E o que é isso da casa interna, afinal?
A metáfora me remete ao aconchego, à proteção, paciência, calma, tranquilidade, solitude (e não, solidão). Poder estar acompanhada de si-mesmo, olhando-se por dentro, para se saber melhor, refletir, compreender e agir de modo menos ‘piloto automático’, e assim, mais consciente de si e do entorno. Para as pessoas mais extrovertidas, um grande desafio! Já, os mais introvertidos, talvez, se saiam melhor, porém a oportunidade está posta para todos. Entendo que a saúde mental tem tudo a ver com a nossa casa interna, que pode ser espaçosa, confortável, hospitaleira, sem preconceitos, sabendo receber a si-mesmo em toda sua singularidade, com seus medos, dores e angústias, oferecendo uma bebida quente, como diria Sheldon (personagem da série The Big Bang Theory), nestes difíceis momentos.
No entanto, a casa interna também pode ser apertada, precária, confusa, inóspita e até miserável, trazendo muita dificuldade para seu anfitrião lidar com sua singularidade, seus medos, dores e angústias, trazendo até o pânico! Aqui, cabe um pequeno parêntese: pânico vem do deus grego Pan, que significa: tudo, todo. Uma criatura muito singular: metade do corpo acima da cintura é humana e a metade inferior é animal, com pernas de bode e dois chifres. Ao nascer, sua mãe, assustada com sua aparência, dá um grito e o deixa cair no chão, abandonando-o. Já imaginaram começar a vida assim? Que medo!!
Se por acaso adoecermos de COVID-19 e precisarmos ser internados, nossa nova habitação será o hospital, a nossa nova casa concreta. Se nossa casa interna estiver em ordem, essa mudança para o hospital e todas as posteriores trocas tendem a ser mais tranquilas, caso contrário, tudo se complica. Com mais de um ano de duração, a pandemia despedaçou muitas casas e lares, em todas as dimensões. Profissionais da saúde e demais, na linha de frente, encontram-se exaustos e combalidos.

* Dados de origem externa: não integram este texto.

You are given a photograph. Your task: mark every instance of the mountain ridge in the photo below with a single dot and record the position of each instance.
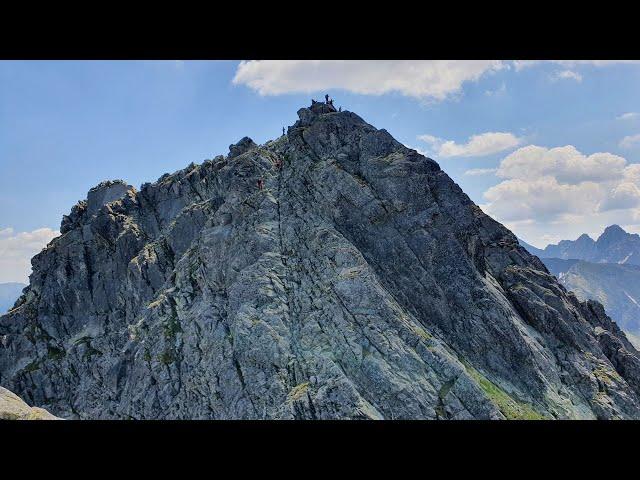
(330, 273)
(614, 245)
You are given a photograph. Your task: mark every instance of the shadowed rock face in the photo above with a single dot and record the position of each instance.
(13, 408)
(358, 282)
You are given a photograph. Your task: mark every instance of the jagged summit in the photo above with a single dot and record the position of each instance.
(331, 273)
(244, 145)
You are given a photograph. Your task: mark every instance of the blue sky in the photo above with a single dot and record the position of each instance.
(67, 125)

Com esse cenário, nada mais importante que os valores do movimento Slow Medicine estarem presentes em todas as casas. Destacaria entre eles, o foco no estabelecimento de uma relação ‘médico-paciente-família’ digna e central no cuidado com os doentes, com trocas saudáveis, respeitosas, justas e honestas, contribuindo assim, com a saúde mental de todos. Ao falar ‘médico’, quero dizer toda a equipe de saúde, incluindo todos os profissionais.
E para finalizar, parece que peço a UTOPIA! Sei que nada está fácil na linha de frente, para nenhum dos lados nessa troca tão fundamental!
Ana Célia Rodrigues de Souza: médica psiquiatra, além de mãe de duas pessoas muito legais, aproveita o “fique em casa” (como uma das poucas privilegiadas que pode escolher), para potencializar a maternidade de mim mesma, na minha casa interna, tentando, assim, estar bem, para ajudar a quem precisa botar ordem na casa! Autora do livro: Morte e Luto: a psiquiatria sem drogas e as enfermidades míticas no cinema (publicado em 2018).